The part of downtown Dayton where we sat down to have lunch was bustling with communters. Various noises filled the air, RTA buses, and voices threatening to drown out every decibel of sound. Still, the Evelyn’s weeping was all I could hear.
“I mean it’s as if I’m not even there.”
She cried as she loosened the wrapping from one of the Great Steak Philly cheesteak sandwiches she had picked up before we had gotten together.
“I mean, I walk in, and whatever they are talking about, everybody just gets really quiet! I mean it’s weird!”
She wiped a tear from the right side of her face, and took a small bite of her sandwich. I looked at her, trying to gather my own thoughts as I reached into the greasy brown bag, and took out a couple of fries. She chewed, and wept,… wept, and chewed.
“But isn’t this, for the most part your family?” I asked, reaching for more of the hot fresh potatoes that had burnt my tongue only moments before. I loved Great Steak’s fries, especially when they were hot, the way these were.
For a moment, she stopped crying, and allowed herself to laugh at the greedy way she says I always enjoy my food.
“What?” I giggled. “You know I love these fries! At least you’re not crying anymore. Hey, whatever it takes to make you smile!”
I handed her a restaurant napkin so that she could dry her tears. The noise, and heat from the busses that passed by the bench where we were sitting seemed to dissipate just a bit the longer we sat there. I hardly noticed all the people.
“I mean, it’s church!” She said. “No one should feel that way when coming into the house of the Lord.”
“You’re right” I told her. “But if they don’t understand that, what can you do? Go somewhere else!

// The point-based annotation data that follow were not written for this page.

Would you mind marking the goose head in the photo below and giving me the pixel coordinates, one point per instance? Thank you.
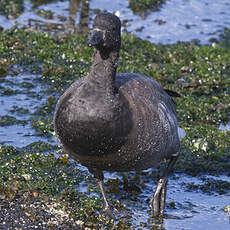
(106, 33)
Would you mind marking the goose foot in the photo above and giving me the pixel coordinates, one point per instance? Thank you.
(158, 199)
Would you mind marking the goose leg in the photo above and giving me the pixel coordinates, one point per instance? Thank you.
(99, 177)
(158, 199)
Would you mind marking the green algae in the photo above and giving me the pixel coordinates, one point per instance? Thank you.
(200, 74)
(7, 120)
(11, 8)
(145, 6)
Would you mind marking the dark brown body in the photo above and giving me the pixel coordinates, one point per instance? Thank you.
(134, 130)
(117, 122)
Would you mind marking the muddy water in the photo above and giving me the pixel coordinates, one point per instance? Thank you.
(180, 20)
(20, 97)
(175, 20)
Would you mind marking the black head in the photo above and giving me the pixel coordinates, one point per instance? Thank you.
(106, 32)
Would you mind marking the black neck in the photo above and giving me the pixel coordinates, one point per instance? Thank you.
(103, 70)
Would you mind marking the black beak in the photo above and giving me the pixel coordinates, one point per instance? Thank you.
(95, 38)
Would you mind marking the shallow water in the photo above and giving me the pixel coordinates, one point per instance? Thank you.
(175, 20)
(184, 21)
(21, 104)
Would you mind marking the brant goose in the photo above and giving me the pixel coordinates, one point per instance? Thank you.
(117, 121)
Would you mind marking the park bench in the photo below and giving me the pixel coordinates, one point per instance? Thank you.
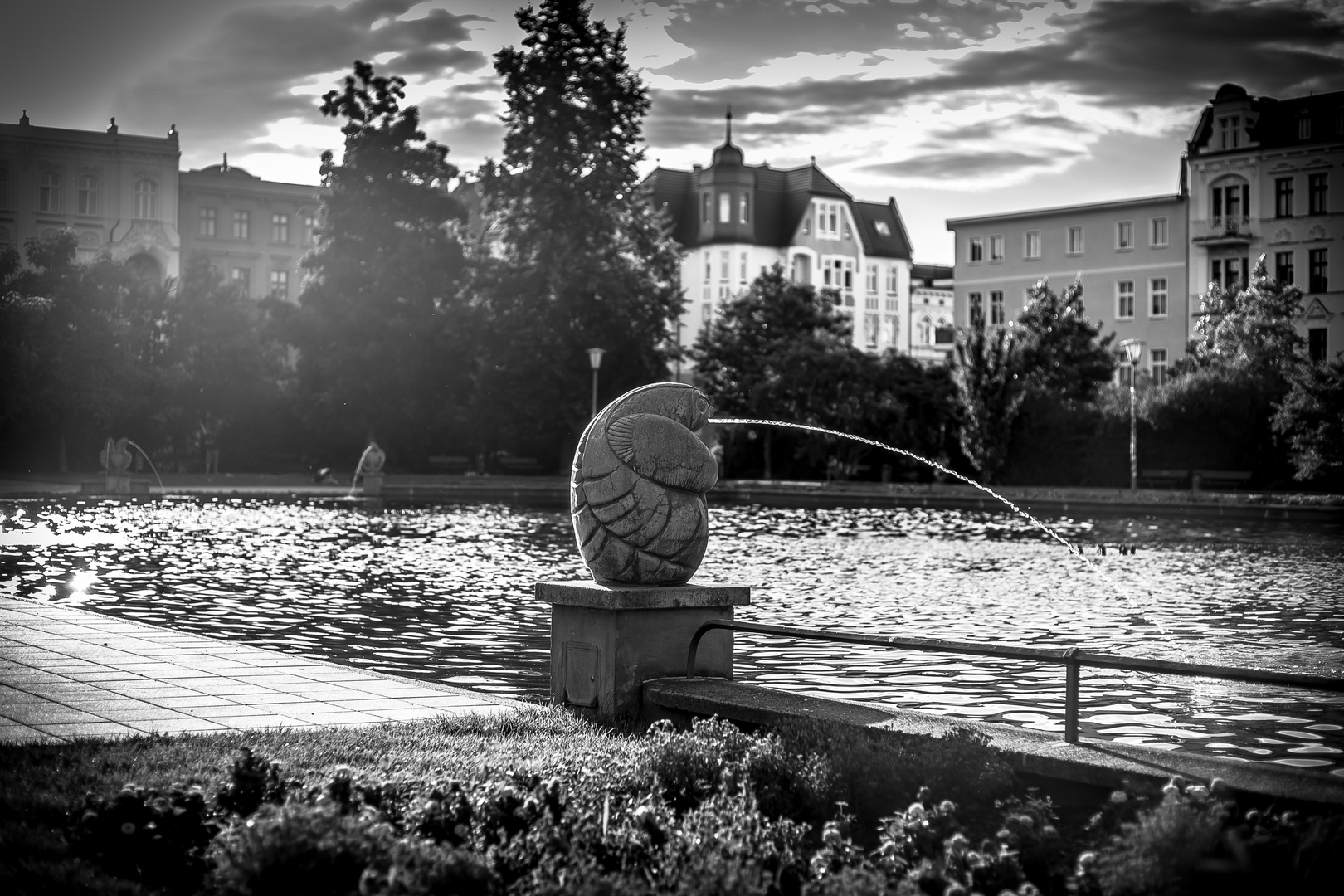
(449, 464)
(518, 465)
(1218, 480)
(1163, 479)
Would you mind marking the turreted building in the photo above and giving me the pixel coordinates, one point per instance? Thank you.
(733, 221)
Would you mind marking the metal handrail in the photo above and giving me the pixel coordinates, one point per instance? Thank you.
(1071, 657)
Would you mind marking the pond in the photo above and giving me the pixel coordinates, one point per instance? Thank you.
(446, 592)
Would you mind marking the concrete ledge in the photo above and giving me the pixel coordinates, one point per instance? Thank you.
(1034, 752)
(628, 597)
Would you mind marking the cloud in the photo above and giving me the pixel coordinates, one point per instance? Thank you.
(973, 164)
(258, 65)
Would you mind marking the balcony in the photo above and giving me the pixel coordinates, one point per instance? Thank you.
(1227, 230)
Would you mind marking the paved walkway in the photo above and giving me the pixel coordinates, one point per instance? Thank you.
(71, 674)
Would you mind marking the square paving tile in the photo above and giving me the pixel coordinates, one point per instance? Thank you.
(85, 728)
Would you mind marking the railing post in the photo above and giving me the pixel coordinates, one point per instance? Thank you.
(1071, 665)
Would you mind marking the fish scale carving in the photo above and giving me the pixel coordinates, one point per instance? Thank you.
(637, 486)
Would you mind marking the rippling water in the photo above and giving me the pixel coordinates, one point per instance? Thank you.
(446, 592)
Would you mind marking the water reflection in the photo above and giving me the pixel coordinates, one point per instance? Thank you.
(446, 592)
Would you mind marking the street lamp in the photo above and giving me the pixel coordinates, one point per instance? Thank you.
(596, 362)
(1133, 351)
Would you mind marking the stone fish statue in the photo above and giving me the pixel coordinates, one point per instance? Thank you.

If you’re not getting what you need there, find a new church.”
The words seemed to fall on her like a blanket of sadness. And, before I could speak again, tears returned like unwelcomed guest.
“I don’t mean to make you cry, Evelyn. I’m so sorry.” I put down the bag, took a sip of my soft drink, and reached out to hug my lifelong friend.
As she lay on my shoulder, she cried. I used my hand to brush the long weave she was wearing out of her eyes. It was nothing unusual for either of us to lean on the other an sob uncontrollably. But sitting there, in the wide open space of Third and Main, people were starting to stare.
“Come on” I told her, packing away our lunch and standing to my feet. “Let’s walk.”
She threw her half eaten sandwich in the green bin that stood next to the bus stop bench, and threw her black Michael Kors bag over her shoulder. I adjusted my blouse to make sure it covered my bottom, and we made our way towards Fourth Street parking.
“I don’t feel that God wants me to leave right now.” She muttered. I could see how deeply troubled it all made her. The lines in her brow were giving me a good idea of how angry and hurt she must have been feeling.
“So what are going to do, then? Stay there, and be miserable? Who can serve God in misery?” I asked her. Now, I was getting upset.
“I’ll be ok” she said, noticing my annoyance. “I’m gonna go back to the office, and finish my work. Then, I’m going to go home. I’ll call you a bit later, okay?”
“You sure? ‘Cause I can totally blow off the rest of the day, and talk to you.”
We both giggled a bit, hugged, and went about our own ways. I watched intently as she got into her black SUV, and pulled out of the parking area. She didn’t need to know how hurt I was for her, so I smiled, and waved until I felt she could no longer see me from her vehicle. I got into my junker, put the key into the ignition, and began to pray for my best friend.